James “Jes” Staley, head of JPMorgan Chase & Co.’s investment unit, said the $4 trillion money-market fund industry is the “greatest systemic risk” to the financial system that hasn’t been adequately addressed.

“What keeps me up at night most of anything we do at JPMorgan Asset Management is the money-market fund space,” Staley said at a discussion hosted today by Credit Suisse Group AG in Davos, Switzerland. “One of the things that has to come out and get a lot more attention and discussion is how do we take the systemic risk posed by money funds out of the system?”

JPMorgan Asset Management oversees about $500 billion of money-market funds, Staley said. The funds aren’t allowed to set aside capital to absorb investment losses, leaving no “margin of error” against a potential collapse, he said.

Staley’s remarks follow a set of proposed regulatory changes for the money-market fund industry from the Group of Thirty, an independent policy organization whose members include Treasury Secretary Timothy Geithner and Lawrence Summers, head of the White House’s National Economic Council.

The recommendations, if adopted by regulators, would force money funds to choose between accepting banking-industry controls or giving up accounting rules that help them maintain a stable $1-a-share net asset value, or NAV, which make them the safest investment after bank accounts and Treasury bonds.

Reserve Collapse

The proposals in the Group of Thirty’s Jan. 15 report were made in reaction to the collapse of the $63 billion Reserve Primary Fund in September. Reserve Primary became only the second money fund to drop below $1 a share, or break the buck, because of losses on debt issued by bankrupt Lehman Brothers Holdings Inc.

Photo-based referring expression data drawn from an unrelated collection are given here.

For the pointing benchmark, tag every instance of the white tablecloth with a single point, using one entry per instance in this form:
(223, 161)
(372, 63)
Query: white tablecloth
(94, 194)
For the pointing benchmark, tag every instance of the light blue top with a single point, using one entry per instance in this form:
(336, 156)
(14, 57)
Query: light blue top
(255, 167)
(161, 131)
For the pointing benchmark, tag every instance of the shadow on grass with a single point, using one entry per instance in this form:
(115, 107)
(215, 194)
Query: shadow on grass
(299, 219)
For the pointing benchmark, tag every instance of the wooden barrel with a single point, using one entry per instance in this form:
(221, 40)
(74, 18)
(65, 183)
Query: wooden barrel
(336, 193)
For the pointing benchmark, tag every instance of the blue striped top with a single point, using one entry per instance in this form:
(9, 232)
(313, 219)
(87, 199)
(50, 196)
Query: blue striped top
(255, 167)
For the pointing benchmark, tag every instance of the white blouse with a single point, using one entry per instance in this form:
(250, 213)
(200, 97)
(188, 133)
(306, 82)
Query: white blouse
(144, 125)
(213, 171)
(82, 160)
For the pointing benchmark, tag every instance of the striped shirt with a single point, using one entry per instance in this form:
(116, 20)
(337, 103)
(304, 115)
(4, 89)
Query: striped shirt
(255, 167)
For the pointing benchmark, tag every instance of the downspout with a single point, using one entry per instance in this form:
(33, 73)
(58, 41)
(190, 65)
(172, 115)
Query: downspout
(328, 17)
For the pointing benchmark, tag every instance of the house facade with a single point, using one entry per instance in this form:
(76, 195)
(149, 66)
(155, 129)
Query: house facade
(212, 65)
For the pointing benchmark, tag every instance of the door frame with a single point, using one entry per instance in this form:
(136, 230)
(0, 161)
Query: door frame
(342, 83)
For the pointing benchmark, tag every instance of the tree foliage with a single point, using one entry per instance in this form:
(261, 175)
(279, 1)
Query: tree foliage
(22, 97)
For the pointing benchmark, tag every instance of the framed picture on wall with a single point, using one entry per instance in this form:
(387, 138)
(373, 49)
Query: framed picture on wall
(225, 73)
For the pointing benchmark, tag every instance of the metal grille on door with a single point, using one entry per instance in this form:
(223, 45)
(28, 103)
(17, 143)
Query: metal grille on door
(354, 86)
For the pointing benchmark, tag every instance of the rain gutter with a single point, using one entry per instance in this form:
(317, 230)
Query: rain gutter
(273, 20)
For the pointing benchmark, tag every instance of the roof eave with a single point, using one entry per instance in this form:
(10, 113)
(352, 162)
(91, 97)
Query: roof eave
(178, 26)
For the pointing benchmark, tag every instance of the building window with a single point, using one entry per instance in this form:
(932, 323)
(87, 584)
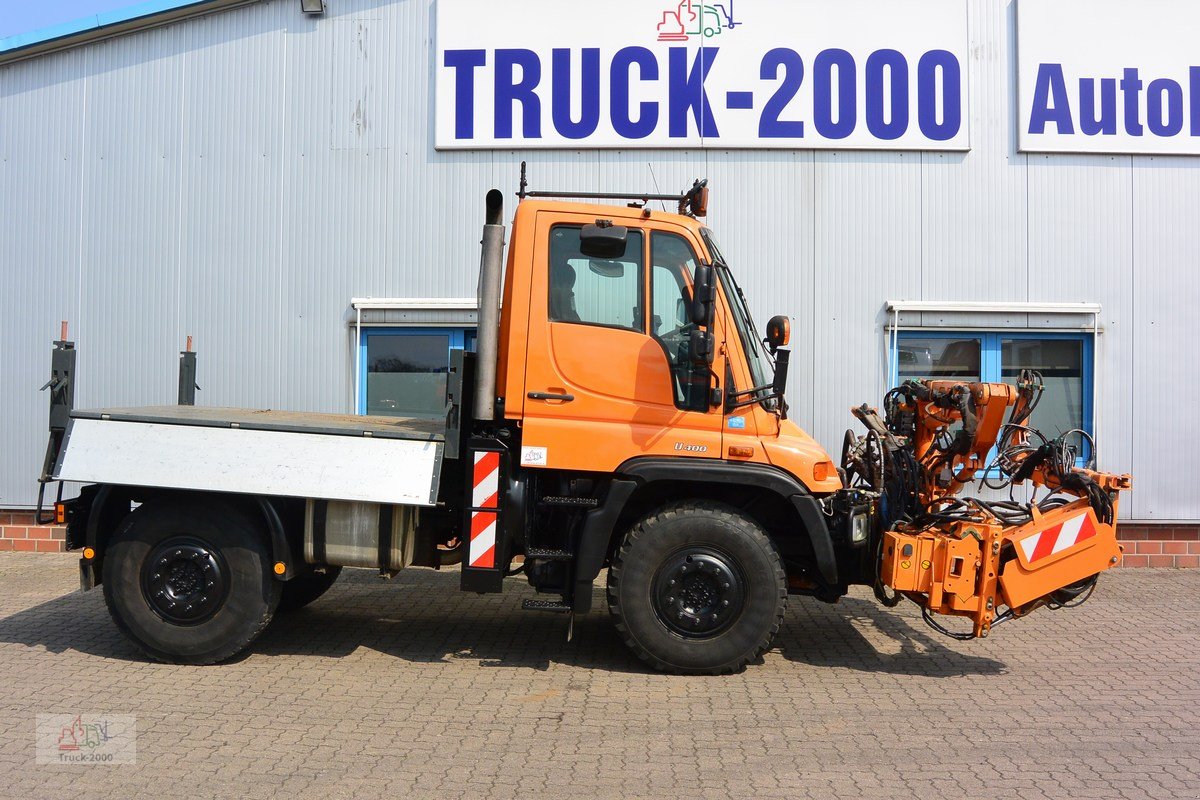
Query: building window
(403, 371)
(1065, 361)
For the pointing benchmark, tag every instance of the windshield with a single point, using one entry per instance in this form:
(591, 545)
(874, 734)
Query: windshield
(751, 342)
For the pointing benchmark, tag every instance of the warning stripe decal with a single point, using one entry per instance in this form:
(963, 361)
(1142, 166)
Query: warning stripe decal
(1057, 539)
(487, 480)
(485, 494)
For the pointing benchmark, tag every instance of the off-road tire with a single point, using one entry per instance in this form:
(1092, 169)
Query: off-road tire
(657, 543)
(214, 535)
(305, 588)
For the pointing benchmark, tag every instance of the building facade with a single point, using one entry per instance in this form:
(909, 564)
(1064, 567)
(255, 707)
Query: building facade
(271, 184)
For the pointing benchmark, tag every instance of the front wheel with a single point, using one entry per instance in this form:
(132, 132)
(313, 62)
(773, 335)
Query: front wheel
(697, 588)
(190, 582)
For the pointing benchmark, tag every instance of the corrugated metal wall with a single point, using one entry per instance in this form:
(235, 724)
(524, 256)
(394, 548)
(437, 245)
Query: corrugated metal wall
(240, 176)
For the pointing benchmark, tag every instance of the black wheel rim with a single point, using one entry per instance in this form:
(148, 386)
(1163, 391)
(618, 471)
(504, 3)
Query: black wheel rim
(185, 581)
(699, 591)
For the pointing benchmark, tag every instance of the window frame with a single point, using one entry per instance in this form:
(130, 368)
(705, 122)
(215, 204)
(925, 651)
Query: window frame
(461, 337)
(991, 368)
(641, 281)
(700, 405)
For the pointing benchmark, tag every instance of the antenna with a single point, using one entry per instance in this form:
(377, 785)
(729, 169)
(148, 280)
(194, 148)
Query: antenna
(651, 167)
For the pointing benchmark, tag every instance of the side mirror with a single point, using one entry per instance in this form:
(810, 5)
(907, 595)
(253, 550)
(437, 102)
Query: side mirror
(703, 296)
(604, 240)
(779, 332)
(701, 348)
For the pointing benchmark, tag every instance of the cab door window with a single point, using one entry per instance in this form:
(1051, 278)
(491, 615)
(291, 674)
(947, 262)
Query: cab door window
(672, 266)
(595, 292)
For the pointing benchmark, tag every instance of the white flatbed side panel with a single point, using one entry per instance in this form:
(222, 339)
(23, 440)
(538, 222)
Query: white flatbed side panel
(252, 462)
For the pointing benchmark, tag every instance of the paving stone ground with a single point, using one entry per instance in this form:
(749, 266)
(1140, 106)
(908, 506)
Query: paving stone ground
(411, 689)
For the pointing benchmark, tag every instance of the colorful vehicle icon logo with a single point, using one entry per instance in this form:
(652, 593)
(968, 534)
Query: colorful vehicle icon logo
(690, 19)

Reserve Primary’s fall triggered an industrywide run on money-market funds that invest in corporate debt. That, in turn, froze the global commercial-paper market, cutting off a source of short-term capital for thousands of companies.

“The widespread run on money-market mutual funds has underscored the dangers of institutions with no capital, no supervision and no safety net operating as large pools of maturity transformation and liquidity risk,” the report said.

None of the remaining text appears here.